872_ KAMEL DAOUD AUX "CORRESPONDANCES" DE MANOSQUE

 

Lundi 25 septembre 2024

Je me rends souvent à Manosque. Pour raison familiale, mais aussi au moment où la ville abrite « Les Correspondances », un festival annuel (avec la rentrée littéraire). Celles de cette année sont la 26° édition. J’y suis arrivé vers 15 heures. L’air n’est pas froid, mais une légère veste s’impose. Il ne pleut pas. La circulation est bien fluide et les passants peu nombreux. Par endroits on peut voir le Mont d’Or, protecteur. C’est dans le cœur de la ville que se tient la manifestation. Autour de la place de l’hôtel de ville. C’est ici, sous la place couverte qu’est donné le coup d’envoi du festival littéraire avec une allocution plurielle de responsables de la cité et intervenants culturels. 40 écrivains sont attendus durant les cinq jours et le premier d’entre eux, celui qui donne en quelque sorte le coup d’envoi c’est Kamel Daoud à 18h. Nous sommes près d’une centaine à lui faire face, la plupart bouche ouverte et oreilles tendues. On entendrait les mouches voler, mais il n’y a pas de mouches.
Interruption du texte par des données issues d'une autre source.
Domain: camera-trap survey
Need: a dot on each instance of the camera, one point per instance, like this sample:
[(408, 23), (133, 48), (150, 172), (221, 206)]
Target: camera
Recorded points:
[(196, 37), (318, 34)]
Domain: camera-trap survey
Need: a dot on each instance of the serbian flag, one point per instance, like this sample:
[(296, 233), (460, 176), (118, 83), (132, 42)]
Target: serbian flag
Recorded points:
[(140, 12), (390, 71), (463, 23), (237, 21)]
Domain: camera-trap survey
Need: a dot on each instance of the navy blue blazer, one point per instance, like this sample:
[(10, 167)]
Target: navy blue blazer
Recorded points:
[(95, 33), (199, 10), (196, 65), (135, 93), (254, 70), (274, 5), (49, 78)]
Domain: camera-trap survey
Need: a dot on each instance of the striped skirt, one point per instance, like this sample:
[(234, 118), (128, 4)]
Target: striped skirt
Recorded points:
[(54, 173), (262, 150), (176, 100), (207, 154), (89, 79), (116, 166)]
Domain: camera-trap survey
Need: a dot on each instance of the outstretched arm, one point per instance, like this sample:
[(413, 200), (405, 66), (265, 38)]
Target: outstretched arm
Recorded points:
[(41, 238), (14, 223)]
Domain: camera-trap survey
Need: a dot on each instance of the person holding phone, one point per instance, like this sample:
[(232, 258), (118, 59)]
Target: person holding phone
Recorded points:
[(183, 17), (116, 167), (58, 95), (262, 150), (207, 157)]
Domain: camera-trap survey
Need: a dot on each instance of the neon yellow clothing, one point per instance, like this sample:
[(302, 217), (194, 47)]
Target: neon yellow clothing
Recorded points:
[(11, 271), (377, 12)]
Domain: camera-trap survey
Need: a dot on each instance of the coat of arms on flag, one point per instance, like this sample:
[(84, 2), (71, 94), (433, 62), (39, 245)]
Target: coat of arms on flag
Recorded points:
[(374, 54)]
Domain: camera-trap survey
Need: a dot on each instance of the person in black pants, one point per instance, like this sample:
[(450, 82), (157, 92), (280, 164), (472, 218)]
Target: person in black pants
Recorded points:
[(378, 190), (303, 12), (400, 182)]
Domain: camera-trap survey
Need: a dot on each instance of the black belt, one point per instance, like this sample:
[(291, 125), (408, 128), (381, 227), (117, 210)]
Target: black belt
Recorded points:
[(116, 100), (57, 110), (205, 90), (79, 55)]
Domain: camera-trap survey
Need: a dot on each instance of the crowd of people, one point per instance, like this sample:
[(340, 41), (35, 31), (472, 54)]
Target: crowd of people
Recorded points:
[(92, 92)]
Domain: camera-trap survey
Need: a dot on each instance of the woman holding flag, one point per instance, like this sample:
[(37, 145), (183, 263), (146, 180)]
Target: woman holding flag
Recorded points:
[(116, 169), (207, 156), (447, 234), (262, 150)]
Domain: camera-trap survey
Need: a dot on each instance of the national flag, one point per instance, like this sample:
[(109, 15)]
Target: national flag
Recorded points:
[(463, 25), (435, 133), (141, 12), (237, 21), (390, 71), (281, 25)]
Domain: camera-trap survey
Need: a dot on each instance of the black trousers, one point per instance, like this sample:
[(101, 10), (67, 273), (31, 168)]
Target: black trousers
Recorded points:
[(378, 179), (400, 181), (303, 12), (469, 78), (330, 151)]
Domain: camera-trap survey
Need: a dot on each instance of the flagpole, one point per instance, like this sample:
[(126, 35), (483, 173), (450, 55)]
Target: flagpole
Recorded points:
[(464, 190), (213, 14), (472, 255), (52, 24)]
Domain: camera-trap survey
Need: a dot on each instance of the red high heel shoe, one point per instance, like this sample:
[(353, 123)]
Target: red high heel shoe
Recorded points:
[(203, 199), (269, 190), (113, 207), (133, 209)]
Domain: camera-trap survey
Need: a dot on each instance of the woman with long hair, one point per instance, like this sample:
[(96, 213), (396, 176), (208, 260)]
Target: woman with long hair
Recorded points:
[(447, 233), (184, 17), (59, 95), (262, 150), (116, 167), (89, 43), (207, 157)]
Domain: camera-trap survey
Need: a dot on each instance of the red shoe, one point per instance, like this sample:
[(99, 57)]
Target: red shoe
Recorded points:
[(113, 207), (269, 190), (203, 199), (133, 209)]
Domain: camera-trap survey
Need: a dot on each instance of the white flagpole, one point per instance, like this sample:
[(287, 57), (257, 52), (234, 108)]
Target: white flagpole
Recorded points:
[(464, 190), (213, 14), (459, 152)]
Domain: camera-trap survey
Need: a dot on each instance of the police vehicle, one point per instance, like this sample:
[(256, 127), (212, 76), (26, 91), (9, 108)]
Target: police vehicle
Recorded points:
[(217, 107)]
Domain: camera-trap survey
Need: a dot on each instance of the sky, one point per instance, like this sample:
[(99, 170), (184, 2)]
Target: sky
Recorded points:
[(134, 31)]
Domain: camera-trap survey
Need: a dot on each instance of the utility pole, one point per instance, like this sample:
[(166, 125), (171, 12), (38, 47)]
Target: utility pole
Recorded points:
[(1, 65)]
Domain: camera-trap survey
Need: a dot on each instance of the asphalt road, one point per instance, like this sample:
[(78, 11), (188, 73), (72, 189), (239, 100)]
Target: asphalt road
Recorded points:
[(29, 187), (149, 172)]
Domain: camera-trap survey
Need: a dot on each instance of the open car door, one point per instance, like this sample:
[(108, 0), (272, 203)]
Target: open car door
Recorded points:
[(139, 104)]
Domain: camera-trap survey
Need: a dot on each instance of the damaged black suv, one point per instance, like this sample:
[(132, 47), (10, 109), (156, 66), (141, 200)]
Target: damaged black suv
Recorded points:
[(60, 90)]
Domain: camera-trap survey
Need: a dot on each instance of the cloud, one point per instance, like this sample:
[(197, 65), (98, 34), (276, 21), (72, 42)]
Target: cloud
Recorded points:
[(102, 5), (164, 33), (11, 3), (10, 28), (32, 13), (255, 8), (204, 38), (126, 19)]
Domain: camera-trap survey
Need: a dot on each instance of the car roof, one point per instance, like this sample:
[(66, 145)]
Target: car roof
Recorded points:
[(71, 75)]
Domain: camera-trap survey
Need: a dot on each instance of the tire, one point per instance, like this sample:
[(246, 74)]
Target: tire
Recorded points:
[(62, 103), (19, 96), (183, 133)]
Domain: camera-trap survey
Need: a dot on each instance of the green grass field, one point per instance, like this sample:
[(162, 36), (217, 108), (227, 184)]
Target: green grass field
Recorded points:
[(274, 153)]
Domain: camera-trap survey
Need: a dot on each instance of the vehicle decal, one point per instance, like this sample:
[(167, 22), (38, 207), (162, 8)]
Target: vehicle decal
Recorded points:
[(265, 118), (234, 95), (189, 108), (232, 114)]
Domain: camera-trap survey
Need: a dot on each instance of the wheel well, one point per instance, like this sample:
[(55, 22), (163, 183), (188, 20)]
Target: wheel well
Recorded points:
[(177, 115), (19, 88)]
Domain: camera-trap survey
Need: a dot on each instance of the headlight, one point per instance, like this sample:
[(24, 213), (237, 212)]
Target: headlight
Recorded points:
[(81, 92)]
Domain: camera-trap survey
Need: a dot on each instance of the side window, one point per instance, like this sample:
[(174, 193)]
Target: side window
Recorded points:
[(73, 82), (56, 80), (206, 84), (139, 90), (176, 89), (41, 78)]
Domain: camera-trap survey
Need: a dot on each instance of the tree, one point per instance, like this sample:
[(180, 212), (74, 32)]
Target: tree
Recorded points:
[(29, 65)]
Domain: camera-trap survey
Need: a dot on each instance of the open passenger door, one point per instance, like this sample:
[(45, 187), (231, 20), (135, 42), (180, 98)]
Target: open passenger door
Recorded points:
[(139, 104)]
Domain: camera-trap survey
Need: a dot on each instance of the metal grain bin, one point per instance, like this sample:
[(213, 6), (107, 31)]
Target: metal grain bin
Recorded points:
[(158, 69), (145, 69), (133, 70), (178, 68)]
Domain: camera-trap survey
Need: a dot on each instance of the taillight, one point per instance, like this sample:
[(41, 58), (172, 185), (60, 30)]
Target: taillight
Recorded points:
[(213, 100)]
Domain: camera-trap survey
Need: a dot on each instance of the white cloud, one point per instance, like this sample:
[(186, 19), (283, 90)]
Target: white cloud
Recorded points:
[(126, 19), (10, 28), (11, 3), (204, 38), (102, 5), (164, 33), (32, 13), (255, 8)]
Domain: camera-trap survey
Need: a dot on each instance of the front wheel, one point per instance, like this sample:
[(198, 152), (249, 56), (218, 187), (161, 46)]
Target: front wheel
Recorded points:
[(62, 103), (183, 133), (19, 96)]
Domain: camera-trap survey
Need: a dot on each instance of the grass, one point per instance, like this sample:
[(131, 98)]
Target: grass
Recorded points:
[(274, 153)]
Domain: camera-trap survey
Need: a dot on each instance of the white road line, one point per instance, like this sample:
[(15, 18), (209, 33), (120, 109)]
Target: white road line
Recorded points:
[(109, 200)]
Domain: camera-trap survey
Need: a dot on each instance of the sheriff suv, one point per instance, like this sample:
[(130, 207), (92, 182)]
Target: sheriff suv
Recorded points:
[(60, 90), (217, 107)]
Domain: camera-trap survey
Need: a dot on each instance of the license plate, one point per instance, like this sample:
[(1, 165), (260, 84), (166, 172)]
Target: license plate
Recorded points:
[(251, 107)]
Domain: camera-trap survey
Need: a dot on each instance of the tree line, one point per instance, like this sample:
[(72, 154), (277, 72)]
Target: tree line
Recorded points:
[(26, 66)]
Je suis venu pour l’écouter, mais aussi pour intervenir sur les polémiques qu’il contribue à faire naître notamment par ses interventions "intempestives" (dit Christiane Chaulet Achour) et lui poser une question de surface justificative de mon intervention. Les choses ne se sont pas déroulées comme prévu. Aucune tête ne devait dépasser. L’alibi du « nous avons peu de temps alors faites vite, posez votre question » est acculé. Nous le connaissons bien. Et on te fais rassoir car ta question est étrange. Pas dans la ligne. Travail soft, pas besoin de malabars. Il suffit de "débrancher le micro". Mais bon, ce n’est pas grave vous aurez tout sur ma page.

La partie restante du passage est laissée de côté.